止まることなくボトボトと落ちる血を止めようと鼻を摘もうとするが、手痛い一撃で鼻がおかしな方向に曲がっていることに気付く。自身の陰茎と共に整った顔立ちに自信を持っていたセインにとって、鼻の骨折は予想外――というか、これ以上のショックはなかった。
「き、貴様……」
流石に馬鹿な発言を行い空気が読めないセインであっても、現在の状況では自分が圧倒的に不利だということは、本能で察することができた。まさにこの世のものとは思えないほどの威圧感に、以前フィル王子に切っ先を突き付けられた時以上の危うさを嫌でも感じ言葉を封じる。
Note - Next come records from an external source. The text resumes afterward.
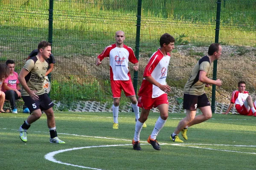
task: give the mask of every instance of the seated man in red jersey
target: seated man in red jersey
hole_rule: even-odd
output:
[[[240,114],[256,116],[256,101],[253,102],[248,91],[245,91],[246,86],[245,82],[244,81],[238,82],[238,91],[233,92],[230,104],[226,112],[222,114],[228,113],[235,104],[236,109]]]

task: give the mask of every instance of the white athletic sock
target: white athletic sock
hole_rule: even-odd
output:
[[[56,130],[56,126],[55,126],[55,127],[53,127],[53,128],[49,128],[49,130]]]
[[[159,118],[156,122],[155,127],[152,132],[152,133],[151,133],[151,139],[157,139],[157,136],[158,134],[159,131],[163,127],[166,122],[166,120],[163,120],[159,116]]]
[[[172,134],[172,137],[174,137],[174,136],[175,136],[175,135],[177,135],[177,134],[176,134],[176,133],[173,133]]]
[[[143,123],[140,122],[139,120],[137,120],[135,125],[135,131],[134,132],[134,141],[139,141],[140,140],[140,134],[141,129],[142,129]]]
[[[136,104],[131,104],[132,108],[134,109],[134,114],[135,115],[135,118],[136,120],[138,120],[140,118],[140,111],[139,110],[139,107],[138,107],[138,102]]]
[[[26,121],[25,121],[25,123],[26,123],[26,125],[30,125],[29,123],[28,123],[28,122],[26,121]]]
[[[114,123],[118,123],[118,111],[119,110],[119,106],[115,106],[114,105],[112,106],[113,110],[113,118],[114,119]]]

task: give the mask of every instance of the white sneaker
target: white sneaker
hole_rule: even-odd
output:
[[[28,141],[27,139],[27,129],[23,129],[21,126],[20,127],[20,138],[24,142],[26,142]]]
[[[61,140],[61,139],[58,139],[58,136],[56,136],[52,139],[50,138],[50,143],[59,143],[60,144],[64,144],[66,143],[66,142],[65,142],[64,141],[62,141],[62,140]]]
ダレスの登場にフィーナの心の中に明るい何かが灯るが、しかし先程の出来事があるので喜びはすぐに冷たい感情によって押し流されてしまう。その時、フィーナの身体に温かい物が舞い降りた。
反射的にその物体を掴むと、それがどのような物か確認する。舞い降りた物の正体がわかるとフィーナは微かに顔を緩め、それで身体を覆う。それは先程までダレスが纏っていた外套で、心地いい温かさに凍り付いた心が溶け出し、温かいモノが幾重にも頬を流れ落ちる。
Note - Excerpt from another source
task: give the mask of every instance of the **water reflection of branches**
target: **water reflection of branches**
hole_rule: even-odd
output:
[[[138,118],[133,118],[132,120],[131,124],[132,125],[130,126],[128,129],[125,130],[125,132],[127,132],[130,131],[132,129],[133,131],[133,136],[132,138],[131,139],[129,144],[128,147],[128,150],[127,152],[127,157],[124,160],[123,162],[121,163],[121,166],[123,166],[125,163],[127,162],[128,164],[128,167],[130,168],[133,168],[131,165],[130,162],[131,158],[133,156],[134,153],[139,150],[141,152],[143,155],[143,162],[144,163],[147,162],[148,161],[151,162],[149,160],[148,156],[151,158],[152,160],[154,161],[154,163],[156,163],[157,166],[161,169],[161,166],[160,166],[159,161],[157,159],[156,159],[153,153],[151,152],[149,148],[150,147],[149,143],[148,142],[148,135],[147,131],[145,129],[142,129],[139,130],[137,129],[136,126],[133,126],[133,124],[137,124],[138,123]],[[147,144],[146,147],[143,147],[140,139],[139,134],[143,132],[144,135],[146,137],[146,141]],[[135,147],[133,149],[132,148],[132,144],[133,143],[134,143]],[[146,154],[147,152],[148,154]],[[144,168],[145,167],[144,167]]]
このような状況に置かれていても、ダレスの優しさは変わることがない。それを確信できたのか、フィーナは泣くのを止めた。多少なりとも彼女が落ち着きを取り戻してくれたことにダレスは意味有りげな笑い方をすると、呻き声を発しながら蹲っているセインを見下す。
「おい」
低音の声音を発すると同時にダレスはセインを蹴り、仰向けの状態にする。更にその状態で腹の上に足を置くと、徐々に力を加えながらフィーナを襲った理由を明確に答えるように威す。しかし恐怖心で完全にパニックに陥っているセインが、明確に答えられるわけがない。
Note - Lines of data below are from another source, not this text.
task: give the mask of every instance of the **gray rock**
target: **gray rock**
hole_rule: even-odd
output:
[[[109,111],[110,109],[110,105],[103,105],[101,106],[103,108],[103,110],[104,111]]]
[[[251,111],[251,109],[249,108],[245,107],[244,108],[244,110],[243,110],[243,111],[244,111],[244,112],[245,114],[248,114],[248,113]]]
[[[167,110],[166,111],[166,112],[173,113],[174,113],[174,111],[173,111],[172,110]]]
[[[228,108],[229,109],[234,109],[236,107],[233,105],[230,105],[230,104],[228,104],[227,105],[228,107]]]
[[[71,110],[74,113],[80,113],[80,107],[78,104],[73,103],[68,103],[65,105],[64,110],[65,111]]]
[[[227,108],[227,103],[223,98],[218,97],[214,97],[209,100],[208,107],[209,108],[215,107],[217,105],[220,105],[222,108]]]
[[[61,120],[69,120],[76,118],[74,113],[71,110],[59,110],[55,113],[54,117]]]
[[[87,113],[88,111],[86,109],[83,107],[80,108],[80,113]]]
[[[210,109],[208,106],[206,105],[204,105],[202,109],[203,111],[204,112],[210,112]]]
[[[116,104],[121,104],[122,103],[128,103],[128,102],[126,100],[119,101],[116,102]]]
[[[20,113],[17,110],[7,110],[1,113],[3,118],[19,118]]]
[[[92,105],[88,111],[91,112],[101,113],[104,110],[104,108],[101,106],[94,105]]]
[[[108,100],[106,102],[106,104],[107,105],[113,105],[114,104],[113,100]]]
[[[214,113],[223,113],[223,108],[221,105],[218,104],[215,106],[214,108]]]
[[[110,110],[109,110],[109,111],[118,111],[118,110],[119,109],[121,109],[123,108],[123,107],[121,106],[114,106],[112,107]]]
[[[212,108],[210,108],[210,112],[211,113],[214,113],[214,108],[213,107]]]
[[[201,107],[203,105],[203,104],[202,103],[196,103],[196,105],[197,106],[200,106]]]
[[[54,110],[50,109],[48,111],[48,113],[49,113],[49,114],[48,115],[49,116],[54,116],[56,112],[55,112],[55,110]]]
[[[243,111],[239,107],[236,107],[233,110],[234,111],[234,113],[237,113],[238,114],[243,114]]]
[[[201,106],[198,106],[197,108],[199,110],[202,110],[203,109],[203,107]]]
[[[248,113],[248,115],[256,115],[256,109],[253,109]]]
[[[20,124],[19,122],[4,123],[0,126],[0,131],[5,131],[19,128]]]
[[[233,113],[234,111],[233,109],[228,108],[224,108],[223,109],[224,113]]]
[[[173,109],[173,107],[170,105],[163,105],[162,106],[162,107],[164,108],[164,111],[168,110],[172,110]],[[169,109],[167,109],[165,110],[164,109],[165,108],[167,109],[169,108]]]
なかなか答えようとしないセインに苛立ちを覚えたのか、ダレスは腹の上に置いてある足に力を込めながら左右に動かす。ちょうど足が置かれている部分が胃袋の真上だったのだろう、激しい腹痛にセインは苦痛を秘めた間延びした声を上げながら四肢をバタつかせる。
「み、巫女を……」
「一体、どうしたいのだ?」
「つ、妻とし……」
セインが発した「妻」という単語に過敏に反応したのか、足の裏に無意識に力が入ってしまう。胃袋が押し潰される感覚に嘔吐感を覚えるが何とか気合で乗り切ると、ダレスが放つ凄まじいまでの圧力に必死に耐えながら、涙混じりに自分が仕出かした意味を語っていく。